Each FFD program contracting with an HHS-certified laboratory to conduct all drug and validity testing of urine specimens will pay a fixed cost per specimen, which will account for initial drug and validity testing and confirmatory drug and validity testing when necessary.5
All FFD programs choose to test dilute specimens according to the optional provisions in § 26.163(a)(2). That is, any specimen with an initial drug test result equal to or greater than 50 percent of the cutoff calibrator will receive confirmatory LOD drug testing.
Percentage of dilute specimens that test positive for drug(s) at LOD testing: 33 percent.
All urine specimens that test as adulterated, substituted (< 2 mg/dL creatinine), or invalid on initial validity testing, remain adulterated, substituted, and invalid after confirmatory validity testing.
For all urine specimens with validity test results of invalid, the analysis assumes that a second specimen is collected under direct observation.
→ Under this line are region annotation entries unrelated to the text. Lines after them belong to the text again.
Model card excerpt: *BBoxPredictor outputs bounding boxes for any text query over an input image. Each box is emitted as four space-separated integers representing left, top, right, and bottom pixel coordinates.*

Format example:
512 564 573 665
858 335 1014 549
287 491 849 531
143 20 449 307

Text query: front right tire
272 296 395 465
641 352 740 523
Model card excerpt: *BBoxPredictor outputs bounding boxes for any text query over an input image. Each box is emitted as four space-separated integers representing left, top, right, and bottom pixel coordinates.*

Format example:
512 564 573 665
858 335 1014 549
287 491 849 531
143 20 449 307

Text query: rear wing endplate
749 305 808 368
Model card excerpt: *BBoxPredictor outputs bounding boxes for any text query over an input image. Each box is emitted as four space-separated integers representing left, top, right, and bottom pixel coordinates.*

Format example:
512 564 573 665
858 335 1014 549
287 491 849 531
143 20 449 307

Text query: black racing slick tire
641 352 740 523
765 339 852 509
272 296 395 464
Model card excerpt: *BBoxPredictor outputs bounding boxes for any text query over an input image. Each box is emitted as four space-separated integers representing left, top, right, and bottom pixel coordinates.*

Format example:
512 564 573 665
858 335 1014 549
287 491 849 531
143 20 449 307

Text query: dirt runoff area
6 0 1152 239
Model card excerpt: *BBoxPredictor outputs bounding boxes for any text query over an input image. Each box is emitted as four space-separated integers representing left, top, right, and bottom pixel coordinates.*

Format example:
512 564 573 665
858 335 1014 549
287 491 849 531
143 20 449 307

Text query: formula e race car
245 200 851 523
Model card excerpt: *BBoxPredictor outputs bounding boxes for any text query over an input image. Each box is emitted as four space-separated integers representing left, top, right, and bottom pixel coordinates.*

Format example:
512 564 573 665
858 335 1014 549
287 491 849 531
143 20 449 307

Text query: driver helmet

Percentage of specimens collected under direct observation as a result of an initial specimen with a confirmatory validity test result of invalid that test positive for drugs: 33 percent.6
Percentage of urine specimens with confirmed positive drug, and/or adulterated or substituted validity test result retested at the request of the donor at a second HHS-certified laboratory: 5 percent.
Percentage of confirmed positive, adulterated, and substituted validity and drug test results appealed by some donors: 1 percent.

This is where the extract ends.